If you’re new to exercise, or feeling a little lost because your normal way of staying fit isn’t possible right now, here are some ideas to get you moving:
- Take your workout online: On YouTube there are endless free exercise videos to try, regardless of your fitness level or the size of your living room. From yoga and strength workouts to Pilates, high intensity interval training (HIIT) and more. Our This Girl Can – Victoria Get Active @ Home’ page has lots of videos you can try, especially if you are sick of seeing ‘FITSPO’ workouts and you want something that focuses on feeling good.
- Find a qualified instructor to help you through it: Personal trainers, dance instructors and other qualified fitness professionals are getting savvy and moving their classes online. So, you can join a class virtually, and get the social connection benefits of exercise too.
- Go freestyle: If a structured routine is not your style, get creative and build your own workout – instead of weights use household items like filled water bottles and cans or jars of food (if you can find some!), walk or run on the spot for 30 second intervals, do some star jumps, planks, sit ups, push ups, or even burpees.
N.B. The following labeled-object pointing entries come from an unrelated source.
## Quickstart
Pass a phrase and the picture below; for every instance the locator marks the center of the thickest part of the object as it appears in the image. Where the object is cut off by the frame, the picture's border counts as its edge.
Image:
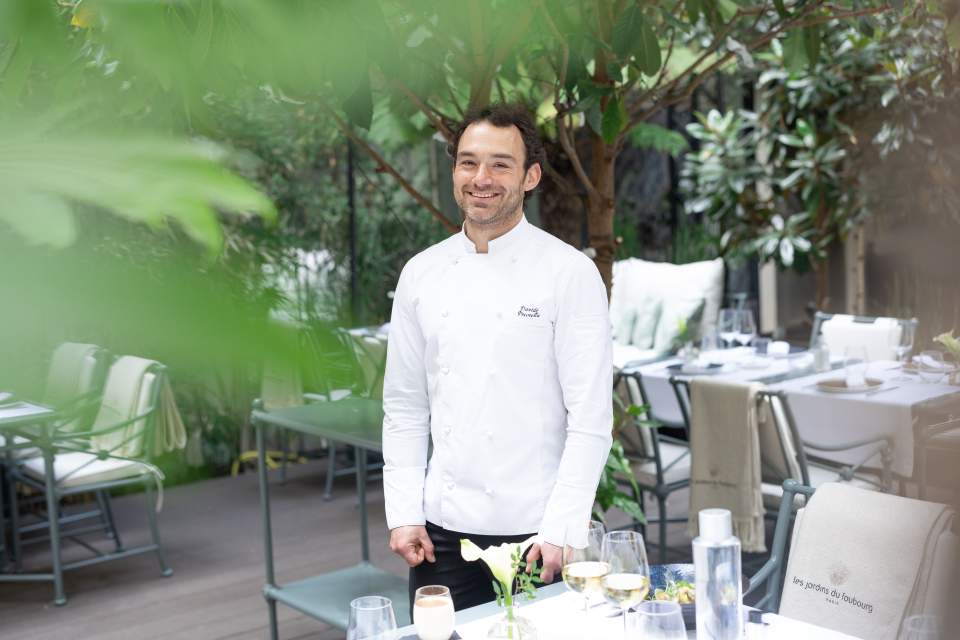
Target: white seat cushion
(646, 471)
(94, 472)
(773, 493)
(28, 452)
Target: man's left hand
(552, 559)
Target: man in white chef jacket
(499, 354)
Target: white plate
(839, 385)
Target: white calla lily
(498, 557)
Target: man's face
(488, 175)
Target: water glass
(921, 627)
(728, 326)
(658, 620)
(433, 613)
(583, 569)
(855, 366)
(930, 366)
(746, 327)
(371, 618)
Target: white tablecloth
(828, 418)
(738, 364)
(561, 618)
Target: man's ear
(532, 178)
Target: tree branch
(385, 166)
(797, 23)
(563, 134)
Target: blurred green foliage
(786, 182)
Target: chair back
(77, 373)
(879, 336)
(75, 369)
(128, 411)
(782, 456)
(862, 561)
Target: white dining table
(736, 364)
(889, 410)
(558, 615)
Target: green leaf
(645, 135)
(648, 55)
(728, 9)
(614, 119)
(794, 51)
(811, 43)
(626, 31)
(953, 32)
(359, 106)
(781, 9)
(41, 218)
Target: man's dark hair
(503, 115)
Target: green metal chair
(660, 463)
(114, 452)
(770, 575)
(74, 383)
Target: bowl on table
(663, 574)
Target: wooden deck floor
(211, 534)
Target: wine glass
(433, 613)
(855, 366)
(921, 627)
(747, 328)
(930, 366)
(658, 620)
(727, 326)
(628, 582)
(371, 618)
(582, 567)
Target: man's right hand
(412, 544)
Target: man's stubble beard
(512, 204)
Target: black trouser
(470, 583)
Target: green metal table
(358, 423)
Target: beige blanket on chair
(725, 452)
(862, 561)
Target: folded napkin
(170, 433)
(862, 561)
(778, 348)
(725, 457)
(878, 338)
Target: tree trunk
(562, 205)
(821, 271)
(601, 206)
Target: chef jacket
(503, 359)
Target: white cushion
(677, 312)
(646, 318)
(627, 353)
(646, 472)
(83, 468)
(28, 452)
(635, 279)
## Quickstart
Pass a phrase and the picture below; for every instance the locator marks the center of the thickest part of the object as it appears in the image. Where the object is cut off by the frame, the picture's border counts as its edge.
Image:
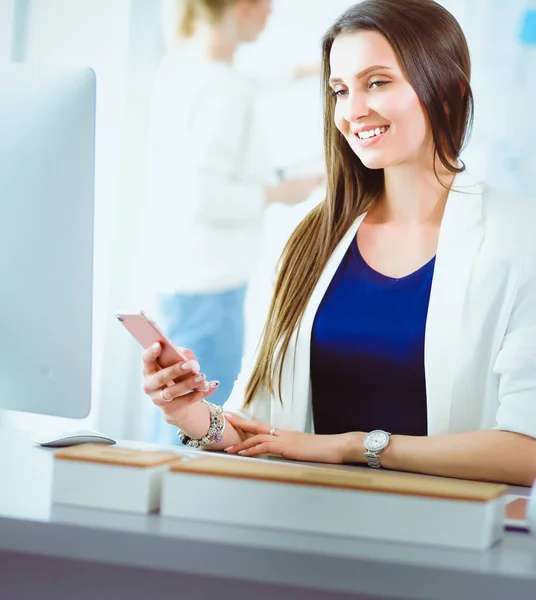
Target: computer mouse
(73, 438)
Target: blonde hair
(192, 12)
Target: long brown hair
(432, 51)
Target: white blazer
(480, 341)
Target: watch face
(376, 440)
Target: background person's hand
(294, 189)
(175, 388)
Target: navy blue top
(367, 350)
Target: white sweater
(208, 165)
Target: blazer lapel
(460, 238)
(296, 368)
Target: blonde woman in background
(402, 331)
(210, 180)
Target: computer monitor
(47, 149)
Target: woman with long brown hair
(402, 331)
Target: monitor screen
(47, 149)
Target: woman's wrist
(352, 448)
(193, 420)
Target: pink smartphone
(147, 333)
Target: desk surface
(30, 524)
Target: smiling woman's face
(377, 110)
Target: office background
(124, 40)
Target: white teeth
(365, 135)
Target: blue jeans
(212, 326)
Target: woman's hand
(292, 445)
(175, 388)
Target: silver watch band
(373, 459)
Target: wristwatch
(374, 443)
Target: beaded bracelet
(215, 430)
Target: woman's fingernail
(191, 365)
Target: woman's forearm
(500, 456)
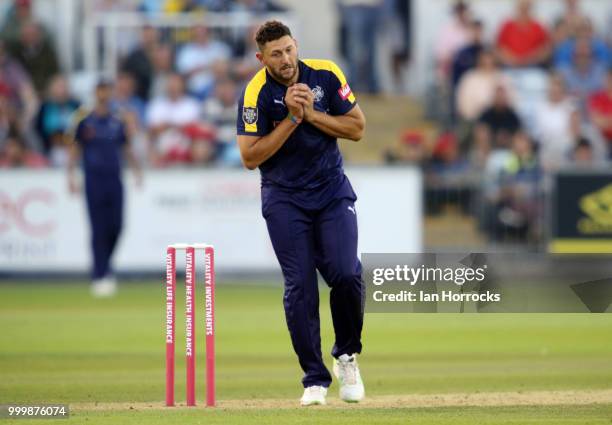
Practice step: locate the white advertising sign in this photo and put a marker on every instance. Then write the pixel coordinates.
(43, 228)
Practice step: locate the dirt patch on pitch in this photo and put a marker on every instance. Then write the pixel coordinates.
(527, 398)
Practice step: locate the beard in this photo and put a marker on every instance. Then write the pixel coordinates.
(283, 75)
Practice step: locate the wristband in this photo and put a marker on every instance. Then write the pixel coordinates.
(294, 119)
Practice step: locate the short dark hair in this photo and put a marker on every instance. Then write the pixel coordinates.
(270, 31)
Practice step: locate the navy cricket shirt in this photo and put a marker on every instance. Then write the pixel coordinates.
(309, 159)
(101, 138)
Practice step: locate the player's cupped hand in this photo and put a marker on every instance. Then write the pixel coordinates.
(291, 101)
(304, 96)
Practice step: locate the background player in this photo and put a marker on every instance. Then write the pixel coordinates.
(100, 137)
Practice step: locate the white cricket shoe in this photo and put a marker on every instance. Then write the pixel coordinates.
(346, 370)
(313, 395)
(104, 288)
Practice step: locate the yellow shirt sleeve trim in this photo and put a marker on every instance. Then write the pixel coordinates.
(327, 65)
(251, 95)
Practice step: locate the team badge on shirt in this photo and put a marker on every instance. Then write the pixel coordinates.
(249, 115)
(318, 93)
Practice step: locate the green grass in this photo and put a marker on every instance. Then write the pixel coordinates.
(59, 345)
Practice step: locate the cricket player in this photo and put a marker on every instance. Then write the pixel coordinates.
(289, 117)
(100, 139)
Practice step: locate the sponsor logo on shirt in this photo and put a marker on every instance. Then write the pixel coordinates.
(249, 115)
(345, 91)
(318, 93)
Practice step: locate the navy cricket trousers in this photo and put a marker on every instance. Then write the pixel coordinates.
(326, 240)
(105, 208)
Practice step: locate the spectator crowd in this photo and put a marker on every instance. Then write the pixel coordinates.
(517, 107)
(175, 89)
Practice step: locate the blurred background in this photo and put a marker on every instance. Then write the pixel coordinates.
(489, 123)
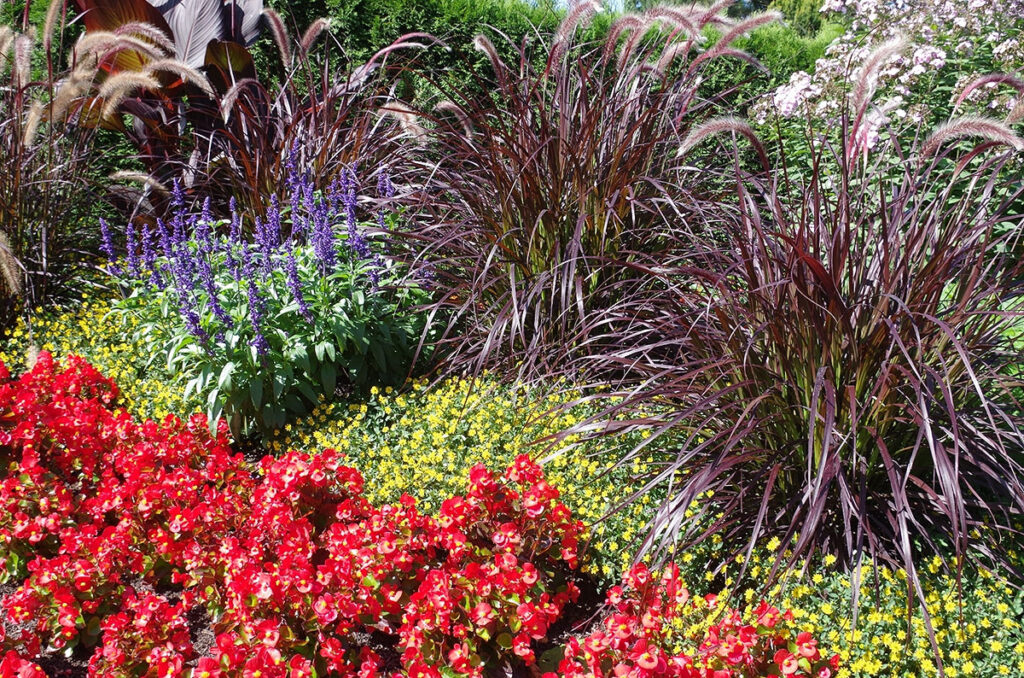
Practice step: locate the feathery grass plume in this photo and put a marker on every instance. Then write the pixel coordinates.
(280, 36)
(104, 43)
(182, 71)
(725, 42)
(231, 96)
(460, 115)
(627, 25)
(986, 128)
(32, 123)
(140, 177)
(78, 83)
(7, 36)
(1017, 114)
(20, 68)
(677, 17)
(50, 22)
(10, 272)
(997, 78)
(867, 80)
(481, 43)
(313, 31)
(714, 14)
(407, 118)
(632, 42)
(720, 126)
(671, 53)
(117, 88)
(148, 32)
(579, 16)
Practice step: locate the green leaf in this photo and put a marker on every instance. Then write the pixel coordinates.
(224, 382)
(329, 378)
(256, 392)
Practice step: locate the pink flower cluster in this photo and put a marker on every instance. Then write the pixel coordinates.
(936, 31)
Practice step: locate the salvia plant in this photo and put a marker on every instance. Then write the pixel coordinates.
(846, 376)
(264, 328)
(557, 188)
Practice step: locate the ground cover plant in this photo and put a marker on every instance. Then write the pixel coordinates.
(118, 532)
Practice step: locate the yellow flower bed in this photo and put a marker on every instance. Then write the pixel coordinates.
(424, 441)
(108, 343)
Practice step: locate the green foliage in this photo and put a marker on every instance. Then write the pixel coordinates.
(356, 335)
(804, 15)
(780, 48)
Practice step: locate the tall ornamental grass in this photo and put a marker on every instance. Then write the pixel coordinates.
(555, 193)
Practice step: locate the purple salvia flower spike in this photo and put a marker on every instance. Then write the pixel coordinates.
(295, 285)
(132, 247)
(107, 241)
Anything to get your heart rate up a little.
- Go solo outside if you can (just remember to follow the rules on wearing a mask): Walking, cycling and running are great solo activities and ok to do once a day if you’re feeling well and haven’t been asked to self-isolate. We suggest going early in the morning or late in the day, and avoiding streets and parks with high foot traffic, to minimise your risk. You must stay within 5kms of your home and limit your time outdoors to a maximum of one hour. Remember to pack some hand sanitiser containing at least 60 per cent alcohol and stay at least 1.5 metres away from to other people. Wash your hands thoroughly with soap and warm water for at least 20 seconds as soon as you return indoors.
A word of advice before you start: If you’re new to exercise, start small – try maybe 10 minutes of yoga or walking a day, then gradually build up.
Even 10 minutes of movement a day can help your body and mind feel better. Encourage your loved ones, who you’re no doubt spending a lot of time with right now, to take a moment to move their bodies too.
And please, if you’re not feeling well, stay home and get tested for coronavirus. It’s vital that we prioritise the health and safety of ourselves, family, friends and the community.